I have been studying and using FreeBSD since 2004. And one of my servers saw different epochs and respective migrations along this road: csup, long nights of world & kernel build, ports src build, portupgrade, portmaster, binary freebsd-update, svnlite, pkgng, git, and a couple of hardware upgrades.

And always it was a rock solid experience — flawless upgrades got this server from 5 to 11 through the years. But, according to the following law, I’ve faced my failure day finally.

Anything that can go wrong will go wrong.
— Murphy's Law

The issue

Sep, 2021. The server was on 11.4 and its EoL is by the end of Sep 2021. The server had no major updates for quite a while. Because of this fact, my ordinary human brain decided that it’s better to avoid long jumps and do the smallest step first — upgrade to 12.0. Okay, this is a personal non-critical server, why not:

  • freebsd-update -r 12.0 upgrade

  • freebsd-update install

  • reboot

  • freebsd-update install

And the last one started to rain with core dump messages.

My analysis told me that I was trying to go backward in time. 11.4 was released in June 2020 while 12.0 is from Dec 2018. Usually, this server had frequent updates, and there was no need to question the length of a jump. But this time the server was sitting on 11 till the very end of the branch, and things became a bit tricky.

The solution

My very first desire was to get it back to working 11.4, to do the longer jump, and upgrade it to the latest 12.2.

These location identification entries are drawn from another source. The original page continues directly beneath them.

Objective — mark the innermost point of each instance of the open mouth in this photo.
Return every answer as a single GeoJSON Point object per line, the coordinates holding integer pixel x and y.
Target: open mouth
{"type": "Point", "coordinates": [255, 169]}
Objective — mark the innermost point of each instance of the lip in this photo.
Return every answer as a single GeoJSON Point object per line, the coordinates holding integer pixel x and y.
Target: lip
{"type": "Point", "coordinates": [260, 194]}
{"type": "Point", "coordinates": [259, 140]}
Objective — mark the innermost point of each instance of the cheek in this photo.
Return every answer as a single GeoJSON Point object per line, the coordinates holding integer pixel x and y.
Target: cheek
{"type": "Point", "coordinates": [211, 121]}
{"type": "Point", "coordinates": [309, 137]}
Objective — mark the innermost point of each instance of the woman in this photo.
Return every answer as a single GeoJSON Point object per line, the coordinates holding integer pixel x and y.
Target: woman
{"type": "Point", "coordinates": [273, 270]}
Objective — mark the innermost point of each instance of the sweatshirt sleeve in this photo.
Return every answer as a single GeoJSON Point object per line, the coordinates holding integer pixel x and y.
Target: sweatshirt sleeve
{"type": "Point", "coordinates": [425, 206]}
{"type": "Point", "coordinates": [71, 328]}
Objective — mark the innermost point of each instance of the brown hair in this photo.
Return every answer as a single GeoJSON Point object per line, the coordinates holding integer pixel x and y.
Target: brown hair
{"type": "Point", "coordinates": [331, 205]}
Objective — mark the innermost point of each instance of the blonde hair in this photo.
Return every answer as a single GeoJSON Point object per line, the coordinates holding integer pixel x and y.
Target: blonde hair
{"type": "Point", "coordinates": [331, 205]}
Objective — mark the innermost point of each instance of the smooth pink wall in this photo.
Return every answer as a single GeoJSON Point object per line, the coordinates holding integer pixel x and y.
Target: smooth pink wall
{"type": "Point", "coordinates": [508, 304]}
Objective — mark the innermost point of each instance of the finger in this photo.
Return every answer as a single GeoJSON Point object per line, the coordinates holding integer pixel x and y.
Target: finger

This host is the eldest among my servers — it has no root ZFS to cast a bectl spell to revive it. And it’s based on journaled soft-updates UFS — no snapshots respectively (hello from 2023: UFS+suj has got snapshots support!).

Okay, freebsd-update seems to have a rollback action, I had never used it before and the first attempt to run it failed. I re-checked the manual and my environment — looked like I invoked it with the correct arguments, but anyway, it could not do what I needed. Hmm…​

A non-surprise and frequent thing that happens with open source projects — we do open the sources to read them :). freebsd-update turned out to be a shell script — a sigh of relief. In addition, it is a well-written, structured, and documented shell script. I quickly got the idea of what was my roadblock. As long as the target system was in a non-usable state and I was doing this rollback running another instance of FreeBSD from a USB flash drive, my target filesystem to tinker with was mounted as /mnt, and the script’s default behavior was around usual root /. Also, I found that the script uses naming for its files imbued with some path hashing. As an outcome of my code reading, I had to simply help it with a correctly named symlink to an existing directory beneath /var/db/freebsd-update:

ln -s install.<specific-dir> "$(echo /mnt/ | sha256 -q)-rollback"

After that, it worked like a magic:

freebsd-update -b /mnt/ -d /mnt/var/db/freebsd-update/ -f /mnt/etc/freebsd-update.conf rollback


Well, another case — another +1 to experience. Also, it’s turned out to be a good idea to share my way of handling this case — others faced absolutely the same issue and my inputs were found helpful.